Le ministre de la Défense Boris Pistorius a annoncé des initiatives en ce sens fin septembre dans un discours prononcé lors du troisième congrès spatial de la Fédération de l'industrie allemande (BDI). Selon lui, le gouvernement fédéral prévoit de mettre en place une « architecture de sécurité spatiale » de grande envergure, « une structure résiliente composée de constellations de satellites, de stations au sol, de capacités de lancement sécurisées et de services ».[8] Berlin souhaite notamment améliorer la « surveillance en orbite » : « grâce à des radars, des télescopes et à l'utilisation future de satellites de surveillance ». En outre, des « redondances doivent être créées grâce à plusieurs constellations de satellites interconnectées », au cas où une ou plusieurs constellations seraient mises hors service par des attaques de puissances ennemies. De plus, des « capacités de transport vers l'espace » propres doivent être mises en place, notamment des « petites fusées pour des lancements flexibles », mais aussi des « lanceurs européens lourds ». Enfin, l'ensemble de l'architecture doit être renforcé « contre les perturbations et les attaques ». Dans ce contexte, « on parlera également des capacités offensives », a déclaré M. Pistorius. Pour le contrôle, « un centre d'exploitation militaire dédié aux satellites au sein du commandement spatial de la Bundeswehr » est prévu.
En route vers la première place
Selon Pistorius, le gouvernement fédéral prévoit d'investir 35 milliards d'euros d'ici 2030 dans le développement des capacités spatiales militaires.[9] De plus, comme l'a annoncé Pistorius mercredi lors d'une réunion des ministres de la Défense de l'OTAN, il prévoit d'investir dix milliards d'euros « dans des drones de tous types et de toutes altitudes ».[10] Les fonds considérables disponibles grâce à un nouvel endettement massif et à des coupes drastiques dans les budgets sociaux permettent à l'Allemagne de dépasser tous les autres États membres de l'UE en matière d’armement.

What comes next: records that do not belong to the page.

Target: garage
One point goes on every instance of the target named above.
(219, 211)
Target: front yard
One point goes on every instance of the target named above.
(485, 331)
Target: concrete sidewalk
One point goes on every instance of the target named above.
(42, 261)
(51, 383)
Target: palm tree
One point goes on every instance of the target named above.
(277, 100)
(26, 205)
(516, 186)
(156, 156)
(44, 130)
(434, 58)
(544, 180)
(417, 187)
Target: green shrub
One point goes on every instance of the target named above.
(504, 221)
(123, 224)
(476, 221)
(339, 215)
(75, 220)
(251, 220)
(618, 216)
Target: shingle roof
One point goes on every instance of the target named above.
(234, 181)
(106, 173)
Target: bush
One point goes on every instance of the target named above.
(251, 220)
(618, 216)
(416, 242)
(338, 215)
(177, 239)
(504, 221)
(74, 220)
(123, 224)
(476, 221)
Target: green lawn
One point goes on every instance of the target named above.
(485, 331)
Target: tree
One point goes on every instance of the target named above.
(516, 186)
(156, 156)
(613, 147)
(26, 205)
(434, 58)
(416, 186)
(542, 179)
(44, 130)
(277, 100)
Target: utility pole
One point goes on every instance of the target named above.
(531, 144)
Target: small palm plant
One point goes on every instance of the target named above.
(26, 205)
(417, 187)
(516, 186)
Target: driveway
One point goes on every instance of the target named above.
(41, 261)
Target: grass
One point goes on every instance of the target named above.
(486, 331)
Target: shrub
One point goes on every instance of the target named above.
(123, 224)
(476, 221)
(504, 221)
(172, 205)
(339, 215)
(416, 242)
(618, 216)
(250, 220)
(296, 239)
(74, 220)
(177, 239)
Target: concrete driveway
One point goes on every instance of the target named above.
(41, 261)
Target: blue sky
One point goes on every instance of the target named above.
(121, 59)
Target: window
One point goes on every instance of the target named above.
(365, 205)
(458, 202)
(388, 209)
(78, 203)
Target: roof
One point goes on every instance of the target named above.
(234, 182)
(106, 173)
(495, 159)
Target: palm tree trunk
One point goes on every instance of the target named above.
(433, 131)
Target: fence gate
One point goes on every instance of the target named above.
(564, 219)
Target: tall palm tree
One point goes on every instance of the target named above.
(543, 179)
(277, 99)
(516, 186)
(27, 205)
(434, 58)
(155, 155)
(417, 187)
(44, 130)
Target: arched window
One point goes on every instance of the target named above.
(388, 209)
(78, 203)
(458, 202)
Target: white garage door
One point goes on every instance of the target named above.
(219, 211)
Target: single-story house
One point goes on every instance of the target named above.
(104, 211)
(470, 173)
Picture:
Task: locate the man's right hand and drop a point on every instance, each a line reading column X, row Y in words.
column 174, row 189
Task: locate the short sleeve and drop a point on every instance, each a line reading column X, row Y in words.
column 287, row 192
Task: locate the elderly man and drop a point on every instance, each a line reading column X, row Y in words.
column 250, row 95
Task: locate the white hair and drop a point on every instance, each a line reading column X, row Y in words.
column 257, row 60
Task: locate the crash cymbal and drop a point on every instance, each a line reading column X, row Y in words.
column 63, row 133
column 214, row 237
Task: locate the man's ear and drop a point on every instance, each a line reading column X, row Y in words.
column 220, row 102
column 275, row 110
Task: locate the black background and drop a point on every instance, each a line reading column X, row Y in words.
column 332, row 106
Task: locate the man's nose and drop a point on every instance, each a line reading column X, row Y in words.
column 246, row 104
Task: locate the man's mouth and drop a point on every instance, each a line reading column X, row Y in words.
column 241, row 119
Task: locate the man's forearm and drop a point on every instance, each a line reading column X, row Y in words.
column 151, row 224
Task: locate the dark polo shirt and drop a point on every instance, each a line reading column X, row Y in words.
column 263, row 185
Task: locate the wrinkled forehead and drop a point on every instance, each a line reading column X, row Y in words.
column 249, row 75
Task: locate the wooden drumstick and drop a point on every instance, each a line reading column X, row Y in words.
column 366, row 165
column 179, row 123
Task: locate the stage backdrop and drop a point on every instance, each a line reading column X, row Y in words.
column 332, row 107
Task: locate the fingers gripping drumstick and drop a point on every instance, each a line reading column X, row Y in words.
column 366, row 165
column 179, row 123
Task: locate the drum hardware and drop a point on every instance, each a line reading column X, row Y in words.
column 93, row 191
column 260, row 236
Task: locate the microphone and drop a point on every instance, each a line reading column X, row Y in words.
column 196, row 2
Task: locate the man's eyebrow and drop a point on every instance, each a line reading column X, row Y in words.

L'objectif déclaré du chancelier fédéral Friedrich Merz est de faire de la Bundeswehr la force armée conventionnelle la plus puissante d'Europe. Si ce projet aboutit, la République fédérale, lourdement armée, aura non seulement dépassé la France sur le plan économique et politique, mais aussi sur le plan militaire. Elle serait alors la puissance incontestée à tous égards, non seulement de l'UE, mais de toute l’Europe.
[1] Preserving Peace – Defence Readiness Roadmap 2030. Bruxelles, 16 octobre 2025.
[2] Thomas Gutschker : Le bouclier protecteur de l'Europe. Frankfurter Allgemeine Zeitung, 17 octobre 2025.
[3] Preserving Peace – Defence Readiness Roadmap 2030. Bruxelles, 16 octobre 2025.
[4] Voir à ce sujet Le « partenariat » franco-allemand.
[5] Voir à ce sujet La crise des drones (II).
[6], [7] Stephan Löwenstein : Sans espace, pas de défense. Frankfurter Allgemeine Zeitung, 8 octobre 2025.
[8], [9] Discours : le ministre fédéral de la Défense Pistorius lors du 3e congrès spatial de la BDI. bmvg.de 25 septembre 2025.
[10] Pistorius annonce l'achat de drones. Frankfurter Allgemeine Zeitung, 16 octobre 2025.